A moment with…Tom Guise: Part One
For the current issue’s Mega Drive celebratory feature we sent a whole bunch of questions to a whole bunch of videogame journos to gather a whole bunch of their thoughts on Sega’s wonder machine, and sadly not all of them got back to us in time to make it into the article.
At the time we fired off an email to Tom Guise (of MegaTech fame) he told us that he was in Macau playing poker to the early hours, so you’d think answering our questions would probably be the last thing on his mind. Not so. Amazingly Tom did get back to us and provided us with some really great answers about his memories of the Mega Drive, and we were royally miffed we didn’t have time to include them in the actual feature. Anyway, because I didn’t want them going to waste I asked Tom if he would be happy for us to post his answers onto our blog, and he kindly agreed.
Cheers Tom.
Can you recall the first time you ever saw a Mega Drive running, and what was your impression of the machine?
The first time I saw a Mega Drive running was only when I’d bought it. December 1990, 18 years old. Until that point, all I’d had was a long-defunct BBC Micro, but all my friends had Amigas (and previously, C64s), and I just wanted to play some cool games for Christmas. I’d earned some money from my cretinous job at the time, and just kept looking at the dazzling pictures of Altered Beast on the back of the box. Arcade-quality, the box said. It was, of course, a magnificent fabrication, and I was all set to return the machine in disgust, except, fortunately, I’d also bought Golden Axe. Kicking those little squeaking imps about to release little blue bottles, and thumping the dwarf (controlled, of course, by your friend) on the head with the butt of your sword – so as to simulate a forced blow job – sold me. I’d also bought Super Hang On, which truly was awesome. There weren’t many UK games out at the time. And, after misguidedly buying (and returning) the dire Last Battle and (the just plain mediocre) Super Thunderblade, I picked up the slightly pricier Ghouls ‘N’ Ghosts, mainly because it promised a two-player feature (in fact, alternating two-player action, you lying sh*&s). All was forgiven though, because it really was, and still is, one of the best games I’ve ever played. And then, when I saw the arcade original in my local sports centre cafeteria, I realised… Sega hadn’t lied to me – the Mega Drive really could have arcade perfect games (with slightly smaller graphics). Better, in fact – you couldn’t jump diagonally in the arcade game!
What is your all time favourite Mega Drive game and why?

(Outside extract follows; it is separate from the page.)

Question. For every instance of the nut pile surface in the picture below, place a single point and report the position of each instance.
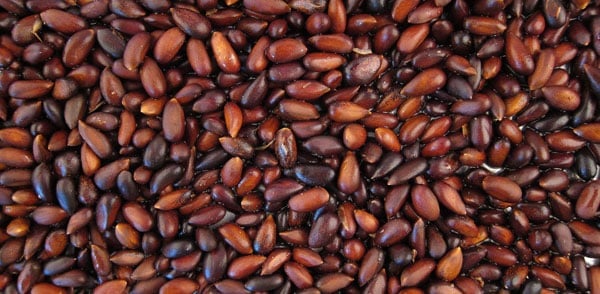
(301, 146)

Possibly the original Sonic the Hedgehog, just because it really was the first Mega Drive game that actually looked like something you couldn’t do on any other machine at the time. It was fast (really fast), stylish, cool, and it was amazing fun. I remember looking at it playing in the window of Rumbelows, next to Super Mario World, and it looked way better (in hindsight, SMW was obviously technically better). But that was what truly defined Sega and Nintendo fans at the time – superficial looks, instant gratification and cool versus technical edge, depth and challenge. I was an instant gratification junkie, still am. Funnily enough, I was just in Asia playing poker, sitting next a guy who is now a director of an online betting site, and I told him I used to write for games mags. “I know,” he said. “I used to read your stuff.” Which was spooky. Then he said, “I was on Gamesmaster once, for completing Act One of Sonic the Hedgehog in the fastest time.” “26 seconds,” I said instantly, and we both laughed knowigly. If you can’t do that, you never played your Mega Drive properly.
What is your favourite Sega series and why?
That would be the Virtua Fighter series, but you’re talking Mega Drive, right? As a series, the Sonic games, I guess, because they were all monumentally cool (I’m not including Spinball, and that s*!tty isometric one), and each one appeared at a defining moment in my Mega Drive history. Sonic 1 spurred me to get my job, Sonic 2 was around just when the world went Mega Drive mad (and we partied with Right Said Fred and Cathy Dennis at Hamleys), and Sonic 3 appeared during the peak of the machine’s technical power. I didn’t like his cross-eyed, waddling look though. I’m convinced the Americans were behind that freakshow.